The conflict between Coinbase, a leading cryptocurrency exchange, and the US Securities and Exchange Commission (SEC) has escalated to a higher degree, with Coinbase recently initiating a writ of mandamus against the regulatory entity. This legal step comes after several months of disagreements regarding the necessity of transparent regulations and guidelines for crypto enterprises in the United States.
Coinbase’s action to file the writ of mandamus follows closely after the SEC expressed its lack of urgency in addressing Coinbase’s request for regulatory clarity, dismissing the claims as “baseless.” The writ of mandamus is a legal recourse that entails a formal petition to compel a government agency to fulfill its legal obligations as mandated by statutes.
In its filing, Coinbase emphasized the SEC’s intention to persist in its enforcement actions targeting the crypto industry, specifically addressing the same subjects raised in the cryptocurrency exchange petition while disregarding the petition itself. This approach mirrors the SEC’s previous handling of rulemaking petitions related to digital assets.
Coinbase Seeks Mandamus To Compel Sec’s Response On Regulatory Clarity
If the SEC rejects Coinbase’s appeal, it could be forced to address the issue of digital asset regulation through a mandamus – a court order requiring government compliance.
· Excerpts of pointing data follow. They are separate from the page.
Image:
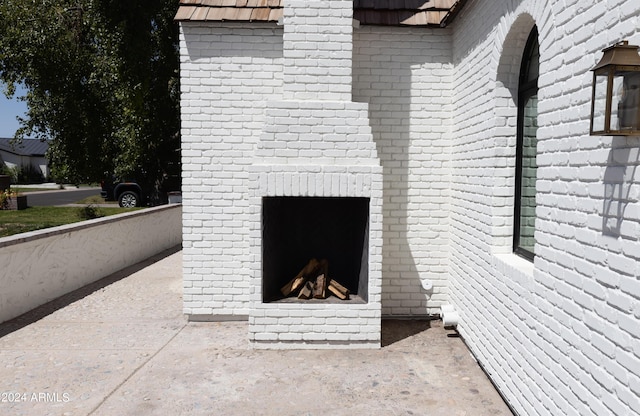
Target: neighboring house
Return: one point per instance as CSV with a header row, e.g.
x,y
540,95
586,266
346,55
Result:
x,y
30,155
456,134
Exchange claims that the SEC has been unresponsive, failing to offer clear rules despite the exchange’s first request and subsequent court pressure.
Additionally, the cryptocurrency exchange highlighted the SEC’s ongoing enforcement campaign as a notable shift from its previous position of applying securities laws to digital assets. According to the California-based exchange, the SEC now claims the power to pursue enforcement actions against the industry indefinitely, based on undisclosed new criteria.
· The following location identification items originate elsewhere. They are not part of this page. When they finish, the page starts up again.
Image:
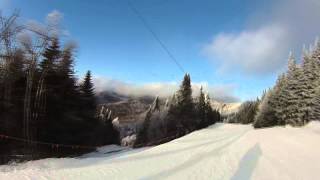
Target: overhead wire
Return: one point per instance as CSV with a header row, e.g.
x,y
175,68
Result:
x,y
154,34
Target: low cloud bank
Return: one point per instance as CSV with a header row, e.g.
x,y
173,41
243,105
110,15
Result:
x,y
223,93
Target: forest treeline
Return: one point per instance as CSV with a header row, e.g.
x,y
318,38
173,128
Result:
x,y
294,100
180,115
40,97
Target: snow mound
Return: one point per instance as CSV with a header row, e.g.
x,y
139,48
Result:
x,y
222,151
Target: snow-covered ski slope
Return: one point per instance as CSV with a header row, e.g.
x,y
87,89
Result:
x,y
222,151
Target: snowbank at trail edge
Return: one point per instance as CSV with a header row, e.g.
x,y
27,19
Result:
x,y
222,151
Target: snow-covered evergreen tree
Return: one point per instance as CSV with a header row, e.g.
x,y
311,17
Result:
x,y
279,99
201,109
293,92
266,113
315,110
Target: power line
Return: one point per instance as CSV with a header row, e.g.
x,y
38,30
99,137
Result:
x,y
156,37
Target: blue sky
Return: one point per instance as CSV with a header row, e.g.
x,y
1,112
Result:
x,y
235,47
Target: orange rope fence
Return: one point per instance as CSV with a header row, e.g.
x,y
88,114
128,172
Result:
x,y
53,145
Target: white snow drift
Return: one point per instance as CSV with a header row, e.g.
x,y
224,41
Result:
x,y
222,151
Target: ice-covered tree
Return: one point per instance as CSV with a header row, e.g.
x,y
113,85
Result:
x,y
315,110
279,99
293,92
266,113
201,109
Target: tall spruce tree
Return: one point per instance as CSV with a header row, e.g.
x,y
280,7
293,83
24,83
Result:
x,y
266,113
201,109
279,99
88,95
185,105
293,92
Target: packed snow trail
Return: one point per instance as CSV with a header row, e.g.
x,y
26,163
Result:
x,y
222,151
Moreover, Popolar exchange maintains that if the petition is rejected, the court should oversee the SEC’s activities, urging the commission to advance its efforts in establishing regulations. Seeking a writ of mandamus would require the SEC to respond within seven days.
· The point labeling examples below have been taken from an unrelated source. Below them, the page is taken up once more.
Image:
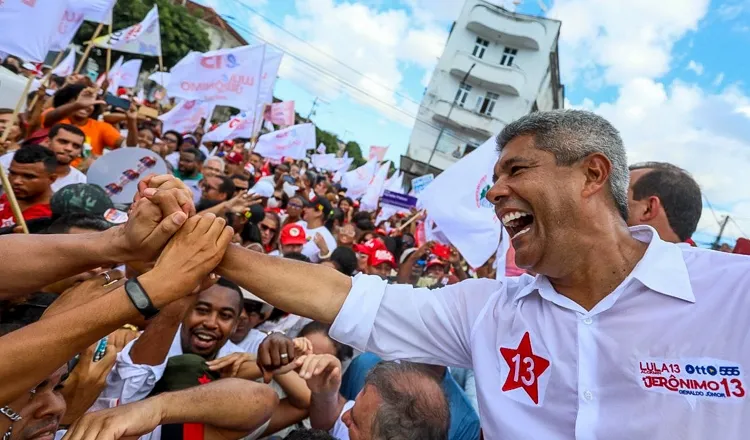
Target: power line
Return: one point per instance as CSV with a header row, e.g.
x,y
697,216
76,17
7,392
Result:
x,y
344,82
270,21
The legal representatives representing Coinbase concluded by stating:
The Court should retain jurisdiction and order the SEC to explain its delay to date, state when it will respond, and provide progress reports to the Court.
The result of this legal dispute carries substantial consequences for the regulatory framework of the cryptocurrency sector in the United States. If Coinbase achieves a favorable outcome, it could establish a path toward greater transparency and regulatory stability, providing crypto businesses with a more secure and predictable operating environment. Conversely, if Coinbase’s concerns are dismissed or left unaddressed for an extended period, it could perpetuate the current uncertainty and impede the industry’s progress.